In this seafaring place, you can be sure that Jesus was preaching to and healing both Jewish people and Gentiles. And that’s around the time that Jesus goes for a stroll along the Sea of Galilee and invites four fishermen to come and follow him.

“I will make you fish for people,” or in the King James language, “I will make you fishers of men” has always seemed like such a strange image to me, mostly because fishing never really ends well for the fish. The longer I follow Jesus, though, the more I get it. I mean, who hasn’t occasionally felt gutted while serving the Lord? And who hasn’t even occasionally felt a little trapped by all the work that must be done? The line of need is endless, and discipleship is hard, yet I can’t ever manage to bring myself to leave the work, or Jesus, behind.

I mean, take a second and look at your bulletin cover. It looks like Jesus is standing behind these two disciples like “I gotcha now!” 

And yet, what we are offered is, in a sense, death. But that’s not the end. We’re constantly pulled into this cycle of death and resurrection: getting tired and feeling discouraged and finished and wanting to quit and maybe even actually quitting, and then finding new hope and new life and new purpose, over and over, in church and in life. It’s the kind of gift that doesn’t always feel like a gift, but an actual calling never really does. I’m betting you’ve felt the same way in your work, in your life as a parent or grandparent, with your spouse or a significant other, and in your significant friendships.
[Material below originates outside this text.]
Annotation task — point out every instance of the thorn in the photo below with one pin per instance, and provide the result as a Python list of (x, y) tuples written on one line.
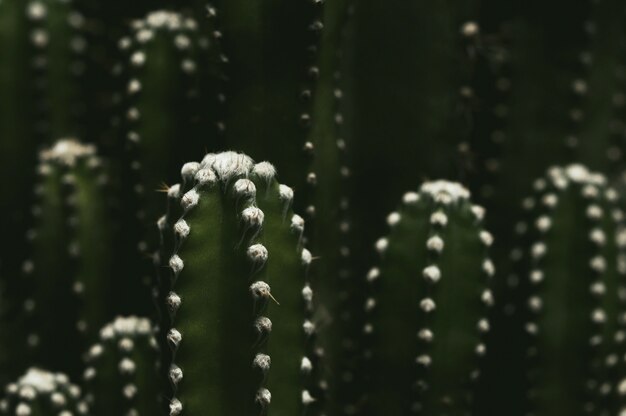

Life always comes and goes in waves of death and resurrection, and God is constantly offering us life renewed. 

On “Two Bubbas and a Bible” this week, a favorite preaching podcast that I like to listen to, we got this story this week: Marty Saarinen, later a professor at the Lutheran seminary in South Carolina, began his career on the upper peninsula of Michigan. Saarinen, you might know, is a Finnish name, and so, as a young pastor, he went to serve the Finnish Lutherans in Michigan. Pastor Saarinen was told to go see a shut in couple out in the middle of nowhere and introduce himself. The young pastor drives through logging country, has to stop his car and walk across a log bridge in the middle of the wilderness. He finally comes to a clearing, and there’s a Finnish cabin with smoke coming from the chimney. He walks across the porch and knocks on the door and stands there in his clergy collar and horn rimmed glasses. An old man opens the door and doesn’t say a word to the young pastor. He turns around and says to his wife, sitting by the fire: “Anna! God has not forgotten us!”

So here we are again, at the beginning of a new year, getting ready to have our annual meeting after worship, elect a new council, and for you all to be formally introduced to this thing we’re doing with Forward leadership. And the text for the day is Jesus calling these ill-equipped disciples who are way out on the margins to come and follow.

Every voice will matter in 2020. Every person will matter. We will need you. God has not forgotten you, and God has not forgotten us. Even on us, light has shined. 

And though it may sometimes feel like a trap, it isn’t. It is a cycle of death and resurrection, dejection and questions and frustration and new hope that we all get to experience together. 

God has not forgotten us. We get to do this. Even on you, on me, on us, light has shined. 

If you have a lot of questions, that’s okay. If you have a lot of worries, that’s okay. If you feel like we’re beyond the wall and beyond God’s good care, that’s okay too. 

Every day, the call is there: “come, follow me.” And as the days get longer and light literally shines on us all, let us remember that even on us, light has shined. God has not forgotten us. Thanks be to God. Amen.